The "40% of gun sales don't undergo background checks" claim gets even weaker thanks to
this report out of Colorado.
Previously the Washington Post gave President Obama "Three Pinocchios" for making the claim. Colorado used the number to justify a budget increase to pay for what they said would be an increase in background checks after they passed so-called "universal background checks" in 2013:
Gun-control advocates have long asserted that 40 percent of gun sales nationwide are made by private sellers and thus not subject to background checks. President Barack Obama cited the number last year, unsuccessfully urging Congress to pass a law mandating "universal background checks."
But that figure, which Colorado legislative analysts and CBI officials say was the best available for the basis of their estimation calculus, comes from a 1997 National Institute of Justice report that gun-right's activists criticize as inaccurate.
Catherine Mortensen, a spokeswoman for the National Rifle Association, said that using the 40 percent figure as a basis for Colorado's projection "calls into question lawmakers' access to accurate information on not only this, but all firearms-related legislation."
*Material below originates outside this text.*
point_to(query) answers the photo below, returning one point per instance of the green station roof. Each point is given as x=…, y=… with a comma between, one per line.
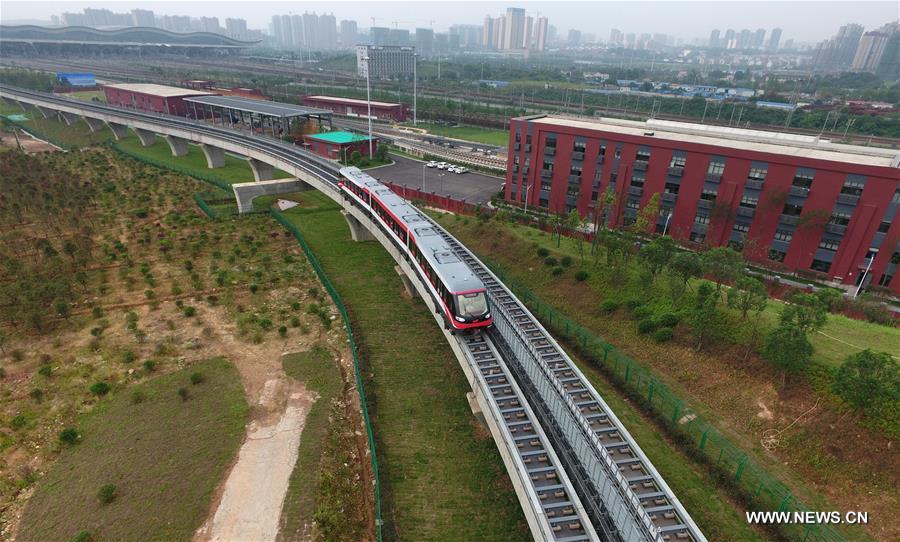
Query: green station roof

That 1997 NIJ report was based on data collected from a survey in 1994, the same year that the Brady Act requirements for background checks came into effect. The questions concerned purchases dating as far back as 1991 which was before the Brady Act became law. This means that some, if not many, of the firearm sales included in that study were bought in a pre-Brady environment. But of course, the gun banners retreat to their time worn "if we only stop one person..."
"The bottom line," he said, "is even if one, or five, or 10, or 10,000 or 20,000 people are being blocked, that's less dangerous people walking around with guns."
Never mind that most criminals are going to buy their firearms legally to start with.